« Menez-nous », voudrions-nous pouvoir
dire à M. Mæterlinck, à Mme de Noailles, « dans le jardin de Zélande où
croissent les fleurs démodées », sur la route parfumée « de trèfle et d’armoise
», et dans tous les endroits de la terre dont vous ne nous avez pas parlé dans
vos livres, mais que vous jugez aussi beaux que ceux-là. » Nous voudrions aller
voir ce champ que Millet (car les peintres nous enseignent à la façon des
poètes) nous montre dans son Printemps, nous voudrions que M. Claude Monet nous
conduisît à Giverny, au bord de la Seine, à ce coude de la rivière qu’il nous
laisse à peine distinguer à travers la brume du matin. Or, en réalité, ce sont
de simples hasards de relations ou de parenté, qui, en leur donnant l’occasion
de passer ou de séjourner auprès d’eux, ont fait choisir pour les peindre à Mme
de Noailles, à Mæterlinck, à Millet, à Claude Monet, cette route, ce jardin, ce
champ, ce coude de rivière, plutôt que tels autres.

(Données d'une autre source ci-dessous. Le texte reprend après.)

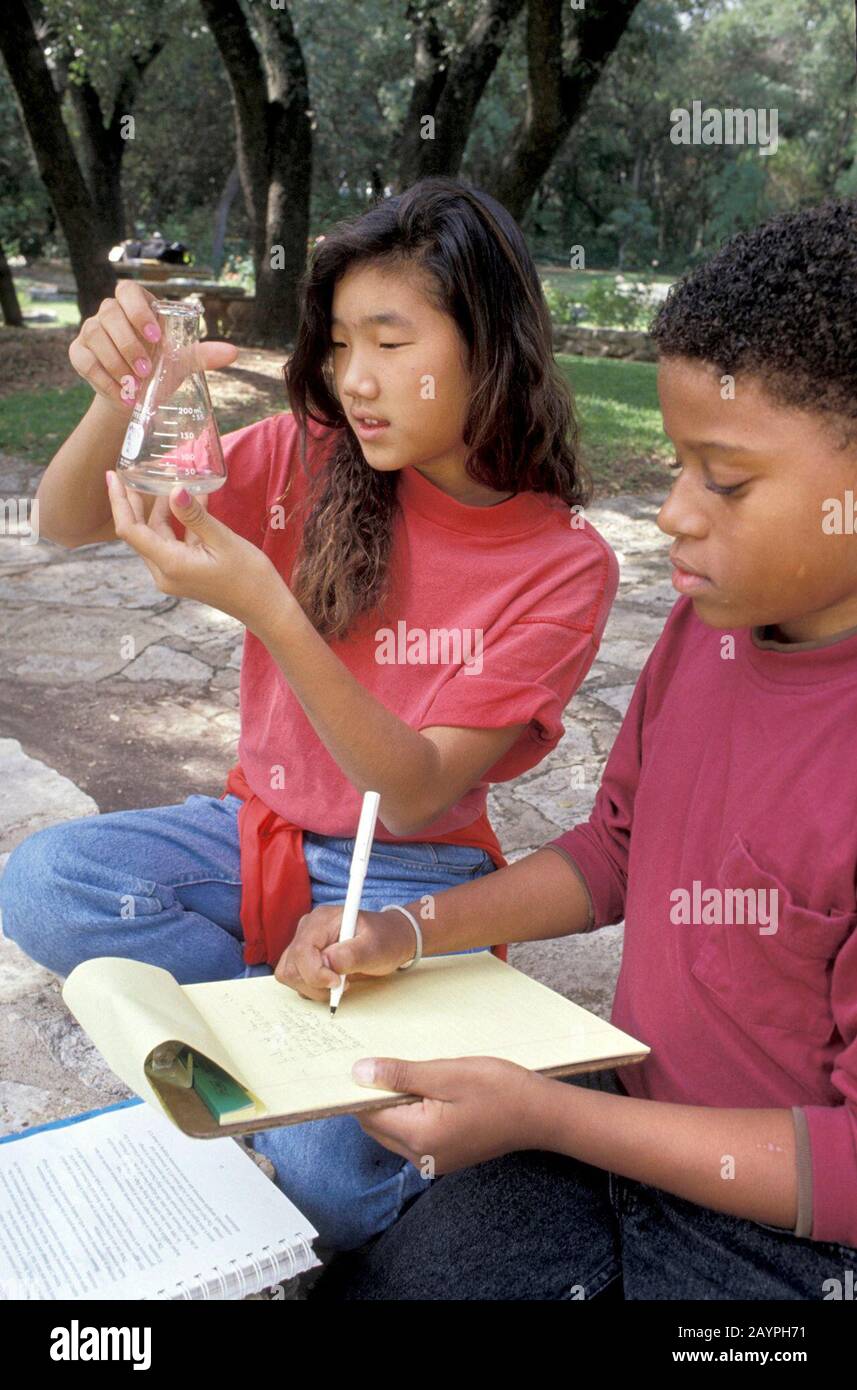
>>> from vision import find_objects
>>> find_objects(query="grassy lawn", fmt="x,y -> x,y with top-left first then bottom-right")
0,381 -> 92,467
557,353 -> 672,493
0,354 -> 671,493
15,274 -> 81,328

Ce qui nous les fait
paraître autres et plus beaux que le reste du monde, c’est qu’ils portent sur
eux comme un reflet insaisissable l’impression qu’ils ont donnée au génie, et
que nous verrions errer aussi singulière et aussi despotique sur la face
indifférente et soumise de tous les pays qu’il aurait peints.